Hackers are exploiting an unpatched Flash Player vulnerability, Adobe warns
May 12, 2016
Shah Sheikh (1294 articles)
Share

Hackers are exploiting an unpatched Flash Player vulnerability, Adobe warns

Adobe Systems is working on a patch for a critical vulnerability in Flash Player that hackers are already exploiting in attacks. In the meantime, the company has released other security patches for Reader, Acrobat, and ColdFusion.

The Flash Player vulnerability is being tracked as CVE-2016-4117 and affects Flash Player versions 21.0.0.226 and earlier for Windows, OS X, Linux, and Chrome OS. Successful exploitation can allow attackers to take control of affected systems.

“Adobe is aware of a report that an exploit for CVE-2016-4117 exists in the wild,” the company said in an advisory published Tuesday. “Adobe will address this vulnerability in our monthly security update, which will be available as early as May 12.”

Also Tuesday, Adobe released updates for Reader and Acrobat that fix 92 vulnerabilities, the majority of which are rated critical and can result in arbitrary code execution.

The affected versions include Acrobat DC and Reader DC 15.010.20060 and earlier versions, 15.006.30121 and earlier versions, as well as Acrobat XI and Reader XI 11.0.15 and earlier versions. Users can update their product installations manually by choosing Help > Check for Updates.

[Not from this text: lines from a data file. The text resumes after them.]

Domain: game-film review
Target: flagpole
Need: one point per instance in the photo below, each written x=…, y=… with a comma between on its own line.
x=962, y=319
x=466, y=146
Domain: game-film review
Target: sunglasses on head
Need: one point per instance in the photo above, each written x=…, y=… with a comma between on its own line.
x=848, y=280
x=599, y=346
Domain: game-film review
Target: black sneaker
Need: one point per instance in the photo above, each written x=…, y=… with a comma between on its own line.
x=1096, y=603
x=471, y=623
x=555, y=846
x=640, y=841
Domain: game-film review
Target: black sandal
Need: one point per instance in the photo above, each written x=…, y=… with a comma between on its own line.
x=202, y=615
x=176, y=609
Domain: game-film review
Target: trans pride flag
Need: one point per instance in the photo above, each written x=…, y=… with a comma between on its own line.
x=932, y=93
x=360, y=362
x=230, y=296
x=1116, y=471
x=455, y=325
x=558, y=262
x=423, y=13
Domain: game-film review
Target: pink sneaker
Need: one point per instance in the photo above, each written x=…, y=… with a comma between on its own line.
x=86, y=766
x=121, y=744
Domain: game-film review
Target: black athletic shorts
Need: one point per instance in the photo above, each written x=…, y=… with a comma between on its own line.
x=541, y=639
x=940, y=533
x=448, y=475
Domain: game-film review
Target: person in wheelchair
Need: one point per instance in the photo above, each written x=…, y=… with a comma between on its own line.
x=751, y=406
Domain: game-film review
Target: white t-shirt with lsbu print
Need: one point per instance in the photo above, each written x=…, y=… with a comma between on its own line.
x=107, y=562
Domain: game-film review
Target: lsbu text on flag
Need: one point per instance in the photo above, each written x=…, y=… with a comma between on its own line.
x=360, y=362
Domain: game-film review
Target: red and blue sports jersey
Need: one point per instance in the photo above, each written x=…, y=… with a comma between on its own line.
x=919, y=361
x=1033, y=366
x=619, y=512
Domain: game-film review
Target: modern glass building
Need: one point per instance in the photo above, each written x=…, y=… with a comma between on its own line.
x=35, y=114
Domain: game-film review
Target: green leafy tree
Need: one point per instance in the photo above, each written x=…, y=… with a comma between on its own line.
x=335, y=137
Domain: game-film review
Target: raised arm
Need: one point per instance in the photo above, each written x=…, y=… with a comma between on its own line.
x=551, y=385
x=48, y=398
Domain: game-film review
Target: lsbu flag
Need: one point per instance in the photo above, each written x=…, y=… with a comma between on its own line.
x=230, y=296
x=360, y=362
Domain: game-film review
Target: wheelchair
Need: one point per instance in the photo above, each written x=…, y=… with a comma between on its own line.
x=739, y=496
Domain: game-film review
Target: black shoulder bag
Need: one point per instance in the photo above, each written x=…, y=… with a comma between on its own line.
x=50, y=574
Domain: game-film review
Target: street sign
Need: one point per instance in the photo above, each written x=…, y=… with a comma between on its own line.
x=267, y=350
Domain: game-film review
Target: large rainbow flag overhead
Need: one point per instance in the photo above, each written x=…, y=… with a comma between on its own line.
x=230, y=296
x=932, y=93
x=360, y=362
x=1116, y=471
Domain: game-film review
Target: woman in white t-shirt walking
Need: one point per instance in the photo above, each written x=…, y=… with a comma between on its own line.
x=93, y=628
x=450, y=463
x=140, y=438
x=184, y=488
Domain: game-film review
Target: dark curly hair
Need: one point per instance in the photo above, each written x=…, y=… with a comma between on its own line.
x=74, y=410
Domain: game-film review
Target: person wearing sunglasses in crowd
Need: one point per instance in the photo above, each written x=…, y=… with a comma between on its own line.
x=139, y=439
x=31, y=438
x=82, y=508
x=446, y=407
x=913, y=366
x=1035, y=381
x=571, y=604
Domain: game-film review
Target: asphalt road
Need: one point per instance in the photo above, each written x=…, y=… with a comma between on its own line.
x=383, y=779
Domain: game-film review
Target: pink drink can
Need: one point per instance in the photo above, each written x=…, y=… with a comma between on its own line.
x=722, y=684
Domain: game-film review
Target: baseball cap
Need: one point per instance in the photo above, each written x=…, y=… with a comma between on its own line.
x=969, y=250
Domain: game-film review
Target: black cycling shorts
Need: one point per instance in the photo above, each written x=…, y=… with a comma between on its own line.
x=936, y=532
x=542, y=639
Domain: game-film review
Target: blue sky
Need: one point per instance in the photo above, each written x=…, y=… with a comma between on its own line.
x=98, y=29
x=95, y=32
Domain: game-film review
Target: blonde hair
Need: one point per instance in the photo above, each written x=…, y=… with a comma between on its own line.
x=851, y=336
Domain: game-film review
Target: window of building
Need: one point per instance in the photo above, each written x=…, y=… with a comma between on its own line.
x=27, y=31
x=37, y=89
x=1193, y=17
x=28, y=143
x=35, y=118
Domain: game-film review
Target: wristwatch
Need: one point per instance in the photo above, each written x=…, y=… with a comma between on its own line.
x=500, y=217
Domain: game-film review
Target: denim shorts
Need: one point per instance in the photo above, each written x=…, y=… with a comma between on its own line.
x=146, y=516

Adobe also released updates for its ColdFusion application server. These updates address an input validation issue that could lead to cross-site scripting attacks, a host name verification problem affecting wild card certificates, and a Java deserialization vulnerability in the Apache Commons Collections library.

Adobe advises users to install ColdFusion (2016 release) Update 1, ColdFusion 11 Update 8, or ColdFusion 10 Update 19, depending on which version they use.

ColdFusion installations are sometimes targeted by attackers. In 2013, researchers documented an attack where hackers exploited a ColdFusion vulnerability to install malware on Microsoft IIS servers.